When Kinsey, now 57, learned he had cancer, he was able to sign up for a plan with a $629 monthly premium because the agency he was working for offered group coverage that became effective almost immediately. The plan covered the $62,000 surgery to cut out the diseased bone and tissue on the left side of his face, as well as chemotherapy and radiation. His share of the treatment cost was $1,800.
If the American Health Care Act, which the House recently passed, becomes law, people like Kinsey who have health problems might not fare so well trying to buy insurance after a lapse.
The Republican bill would still require insurers to offer coverage to everyone, including people who have preexisting medical conditions, such as diabetes, asthma or even cancer. But it would allow states to opt out of the federal health law’s prohibition against charging sick people more than healthy ones. In those states, if people have a break in coverage of more than 63 days, insurers could charge them any price for coverage for approximately a year, effectively putting coverage out of reach for many sick people, analysts say. After a year, they would be charged a regular rate again.
And it gets much worse than that.
But some health policy analysts suggest that it’s not only people who have a gap in coverage who could be affected if a state seeks the health law waiver. There could be consequences for anyone with a preexisting condition, even those who have maintained continuous insurance coverage. That’s because the bill opens the door for insurers to set rates for people based on their health. For example, those without a health condition could be offered discounted premiums.

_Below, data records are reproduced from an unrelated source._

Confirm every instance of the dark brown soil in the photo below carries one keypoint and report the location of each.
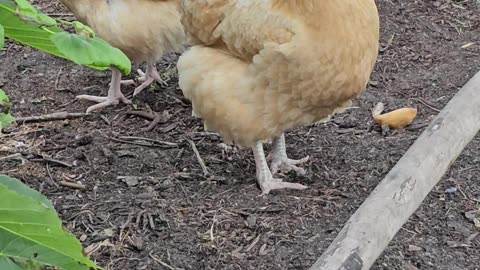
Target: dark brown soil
(189, 221)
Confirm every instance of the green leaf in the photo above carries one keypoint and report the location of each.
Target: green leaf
(32, 234)
(2, 37)
(32, 28)
(17, 186)
(29, 13)
(6, 119)
(82, 29)
(89, 51)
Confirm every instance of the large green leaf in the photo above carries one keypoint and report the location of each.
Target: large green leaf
(31, 234)
(25, 24)
(89, 51)
(6, 119)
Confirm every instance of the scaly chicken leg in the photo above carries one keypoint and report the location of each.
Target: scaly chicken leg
(280, 161)
(114, 94)
(264, 176)
(147, 78)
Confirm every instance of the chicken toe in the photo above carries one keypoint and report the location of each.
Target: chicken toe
(264, 177)
(280, 161)
(147, 78)
(114, 96)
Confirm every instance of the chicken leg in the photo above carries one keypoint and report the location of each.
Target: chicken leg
(280, 161)
(147, 78)
(264, 176)
(113, 97)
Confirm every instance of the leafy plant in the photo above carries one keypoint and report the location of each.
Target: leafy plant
(6, 119)
(23, 23)
(31, 234)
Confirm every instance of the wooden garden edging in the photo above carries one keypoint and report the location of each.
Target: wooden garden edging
(369, 230)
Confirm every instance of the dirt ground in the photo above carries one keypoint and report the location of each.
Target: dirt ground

“If you have a preexisting condition, you’re going to be put into the block of business with the sicker risk pool,” said Sabrina Corlette, a research professor at Georgetown University’s Center on Health Insurance Reforms.
And to combat the fallacies about high-risk pools, there is this.
State high-risk pools, which were available in 35 states before the ACA passed, have been widely criticized, however, as inadequate for people with expensive health care needs. Premiums were often extremely high, and there were frequently lifetime or annual limits on coverage. Some plans excluded coverage for as long as a year for the very conditions people needed insurance.